Надев на лампу защитное стекло, она направилась в спальню.

Эти слова отозвались у Тома в голове многократным эхом, и его охватило отчаяние. Он не чувствовал сладкого аромата жасмина, которым был пропитан ночной воздух.

Глава 16

В первый же вечер на Янусе ветер с завыванием обрушился на башню маяка, проверяя на прочность толстые стекла световой камеры. Включив маяк, Том вернулся мыслями к спору с Изабель, который произошел сразу после отбытия катера.

Она была непреклонна.

— Мы не можем изменить того, что случилось, Том. Ты думаешь, я не пыталась найти выход? — Она прижимала к груди куклу, которую подобрала с пола. — Люси — счастливая и здоровая маленькая девочка. Оторвать ее от нас… Том, это просто немыслимо! — Она нервно перекладывала постельное белье из корзины в шкаф. — Хорошо это или плохо, но что случилось, то случилось! Люси обожает тебя, и ты обожаешь ее, и у нас нет никакого права лишать ее любящего отца!

— А как насчет ее любящей матери? Ее живой матери? Разве это справедливо, Изз?

Изабель вспыхнула:

— А разве справедливо, что я потеряла троих детей? Разве справедливо, что Элфи и Хью похоронены за тысячи миль отсюда, а ты цел и невредим? Конечно, несправедливо, Том, совсем несправедливо! Но такова жизнь, и надо принимать ее такой, какая она есть!

Она затронула его самое больное место. Все эти годы он не мог избавиться от гнетущего чувства вины, будто обманул не смерть, а своих товарищей, и тем, что остался цел и невредим, он обязан им, а не чистой случайности. Изабель, видя, как он болезненно скривился, смягчилась.

— Том, мы должны поступить правильно, а это значит — как лучше для Люси!

— Иззи, послушай…

Она не дала ему договорить.

— Хватит об этом, Том! Единственное, что мы можем сделать, так это любить нашу маленькую девочку, как она того заслуживает! И никогда, слышишь, никогда не делать ей больно! — Прижимая к себе куклу, она выбежала из комнаты.

И вот теперь он смотрел на неспокойный океан с белыми гребешками волн, окруженных черной мглой. Горизонт уже не проглядывался, давление падало — к утру разразится шторм. Том подергал латунную ручку, проверяя, заперта ли дверь на галерею, и бездумно устремил взгляд в темноту, которую прорезали вспышки яркого луча маяка.

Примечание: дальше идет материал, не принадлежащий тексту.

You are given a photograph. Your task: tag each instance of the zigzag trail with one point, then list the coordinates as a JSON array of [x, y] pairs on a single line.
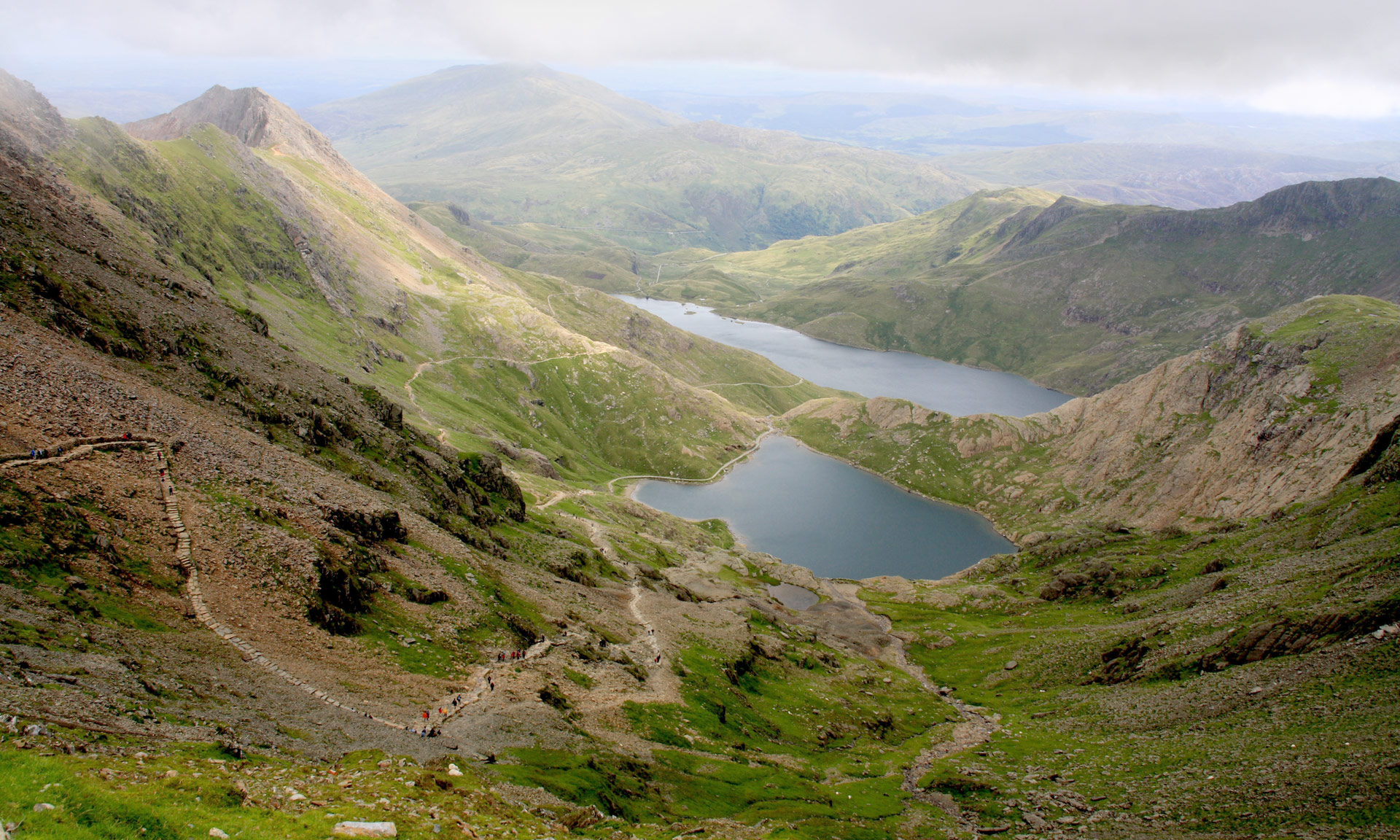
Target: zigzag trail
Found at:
[[184, 552]]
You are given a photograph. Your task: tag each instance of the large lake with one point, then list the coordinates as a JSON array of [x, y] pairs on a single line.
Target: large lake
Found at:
[[828, 516], [917, 378]]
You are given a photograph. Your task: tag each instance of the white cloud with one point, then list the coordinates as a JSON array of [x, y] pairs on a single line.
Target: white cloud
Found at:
[[1291, 55]]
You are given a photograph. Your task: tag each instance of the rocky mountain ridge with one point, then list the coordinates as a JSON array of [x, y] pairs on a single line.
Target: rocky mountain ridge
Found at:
[[1278, 413]]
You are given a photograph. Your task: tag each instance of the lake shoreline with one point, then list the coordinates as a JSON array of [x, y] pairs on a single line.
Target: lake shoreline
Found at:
[[629, 491], [798, 330], [930, 383]]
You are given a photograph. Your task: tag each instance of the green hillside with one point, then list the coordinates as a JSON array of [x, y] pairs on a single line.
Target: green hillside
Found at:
[[1073, 295], [287, 475], [521, 146]]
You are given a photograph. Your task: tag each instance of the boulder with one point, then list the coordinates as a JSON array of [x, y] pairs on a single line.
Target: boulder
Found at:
[[376, 526], [769, 648], [366, 829], [1063, 584]]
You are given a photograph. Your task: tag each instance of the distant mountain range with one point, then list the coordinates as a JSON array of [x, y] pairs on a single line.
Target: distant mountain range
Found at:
[[524, 144], [1183, 161], [1073, 293]]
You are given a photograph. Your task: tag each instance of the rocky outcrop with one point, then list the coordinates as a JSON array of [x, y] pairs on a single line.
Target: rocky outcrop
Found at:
[[28, 123], [251, 115], [1278, 413], [1299, 634], [370, 525]]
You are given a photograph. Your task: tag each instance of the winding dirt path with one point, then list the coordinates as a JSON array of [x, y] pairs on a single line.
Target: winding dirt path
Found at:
[[972, 731], [718, 473], [184, 552]]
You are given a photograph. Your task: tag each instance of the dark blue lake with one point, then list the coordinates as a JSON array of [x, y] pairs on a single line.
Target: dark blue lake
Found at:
[[917, 378], [828, 516]]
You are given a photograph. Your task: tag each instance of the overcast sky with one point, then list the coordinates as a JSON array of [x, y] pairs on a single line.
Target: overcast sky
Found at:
[[1330, 58]]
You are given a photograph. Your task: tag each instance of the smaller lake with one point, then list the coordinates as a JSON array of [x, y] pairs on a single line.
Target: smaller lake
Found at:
[[930, 383], [839, 521]]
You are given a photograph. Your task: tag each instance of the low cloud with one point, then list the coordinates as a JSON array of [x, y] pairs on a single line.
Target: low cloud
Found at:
[[1284, 55]]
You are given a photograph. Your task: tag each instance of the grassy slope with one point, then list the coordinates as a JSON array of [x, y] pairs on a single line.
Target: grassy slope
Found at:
[[604, 411], [835, 786], [1080, 300], [1127, 695], [529, 144]]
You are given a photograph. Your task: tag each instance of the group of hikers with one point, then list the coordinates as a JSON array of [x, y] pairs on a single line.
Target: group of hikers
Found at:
[[432, 730], [39, 453]]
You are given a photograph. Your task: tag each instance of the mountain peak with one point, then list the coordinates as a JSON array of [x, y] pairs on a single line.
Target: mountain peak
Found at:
[[252, 115], [27, 117]]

Тем же вечером, когда Том находился на маяке, Изабель сидела возле кроватки Люси и смотрела, как она засыпает. Этот день отнял у нее все силы, и мысли в голове продолжали набегать одна на другую, совсем как волны в неспокойном океане. И теперь она почти шепотом напевала любимую колыбельную Люси:

Когда Люси наконец уснула, Изабель разжала ее маленькую ладошку и вытащила розовую ракушку, которую она сжимала. К горлу снова подступил комок, не исчезавший с той памятной беседы у надгробия, и Изабель, чтобы переключить внимание, провела пальцем по ракушке, ощущая ее гладкую поверхность и идеальные формы. Существо, создавшее ракушку, уже давно умерло, оставив после себя это скульптурное творение. И ей вдруг пришло в голову, что и погибший муж Ханны Поттс тоже оставил после себя живую скульптуру, только в лице спящей в кроватке маленькой девочки.

Люси подложила руку под голову и на мгновение нахмурилась, сжав кулачок, в котором больше не было ракушки.

— Я никому не позволю причинить тебе боль, родная. Обещаю, что буду всегда тебя оберегать, — прошептала Изабель и — неожиданно для самой себя — опустилась на колени и склонила голову, чего не делала уже несколько лет. — Господи, никому не суждено знать промысла Божьего. Я лишь надеюсь, что окажусь достойной Твоего выбора. Дай мне силы, чтобы не подвести Тебя! — Она вдруг подумала о Ханне Поттс и внутренне содрогнулась, но сумела взять себя в руки. — Я знаю, что Ханна Поттс — Ханна Ронфельдт, — сказала она, с каждым словом чувствуя себя все увереннее, — тоже под сенью Твоей благодати, Господи. Ниспошли нам всем душевный мир и спокойствие!

Прислушавшись к вою ветра и реву волн, она ощутила, что здесь, на острове, их охраняет океан, и к ней вернулось чувство уверенности. Положив ракушку рядом с кроваткой, чтобы Люси, когда проснется, сразу ее увидела, приободрившаяся Изабель тихо вышла из комнаты.

Для Ханны Ронфельдт следующий понедельник оказался весьма знаменательным.

Заглянув в почтовый ящик, она не рассчитывала в нем что-то обнаружить, поскольку проверяла его только вчера. Это стало частью ритуала, который она выработала с единственной целью хоть чем-то занять мучительно долгие дни, которые ей приходилось проживать последние два года после того кошмарного Дня памяти. Сначала она заходила в полицейский участок, иногда даже не произнося ни слова, и в ответ на вопросительный взгляд констебль Гарри Гарстоун молча качал головой. Когда же она уходила, констебль Линч часто вздыхал: «Бедняжка! Что за судьба!» — после чего тоже качал головой и углублялся в бумаги. Каждый день она ходила на берег в надежде обнаружить хоть какой-нибудь предмет, имеющий отношение к разыгравшейся трагедии: обломок доски или часть весла.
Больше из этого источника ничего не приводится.